Extract Scout time series

Hi Maren,

This was a bug indeed… A very sneaky one, very difficult to detect and reproduce.
In the two versions, the same list of vertices was read and averaged, but the sign flip that is applied to compensate for the opposite orientations in large ROIs was not performed in the same way.

The combination of factors was the following (I’m describing in details them for future reference, you don’t necessarily need to understand all of it):

  1. In your Destrieux atlas, the vertices of the scout “S_temporal_sup” were not sorted by increasing order of indices the way they are supposed to be (was it imported more than a year ago? or are you using an old version of FreeSurfer?)
  2. In the recent version of function process_extract_scout (Nov 2014), the list of vertices was sorted again before extracting the scouts values, but not before getting the orientations of the dipoles from the cortex surface.
  3. In bst_scout_value, for constrained source models, the signs of the sources might be flipped according to their orientation. But in this case, it was not flipping the correct ones.
  4. I guess in most cases, the wrong flipping of a few vertices would not change much the results. But because your region is very large and with very heterogeneous orientations, the result ended up being quite different.

The correct result was the one obtained in the interactive way.
I fixed the process “Extract > Scout time series” so that it sorts again the vertex indices. I also fixed some other functions to prevent these unsorted lists of vertices to be saved in the atlases in the first place.
You can update Brainstorm again, it should be work now (I may have introduced new bugs).
Thank you very much for taking the time to help me fix this bug.

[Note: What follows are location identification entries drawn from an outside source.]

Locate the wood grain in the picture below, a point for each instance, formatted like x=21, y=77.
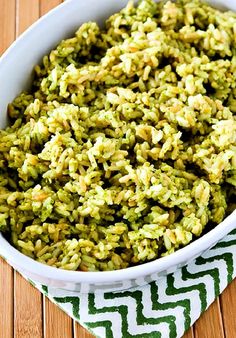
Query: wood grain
x=210, y=324
x=7, y=23
x=6, y=299
x=27, y=309
x=24, y=313
x=228, y=306
x=7, y=36
x=189, y=333
x=27, y=11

I have two more remarks about your database:
a) The average of the sources is supposed to be the same as the sources of the average. I’m not sure why yours are different and why you recalculate explicitly the average of the sources.
b) Most of the regions coming from the atlases are very large and have shapes that you would naturally design as a region of interest. If you average the signals over large regions, you can lose a lot of the signals of interest. You could also try comparing your results with what you would get with smaller scouts, either hand-drawn or resulting of a sub-parcellation of an existing anatomical atlas.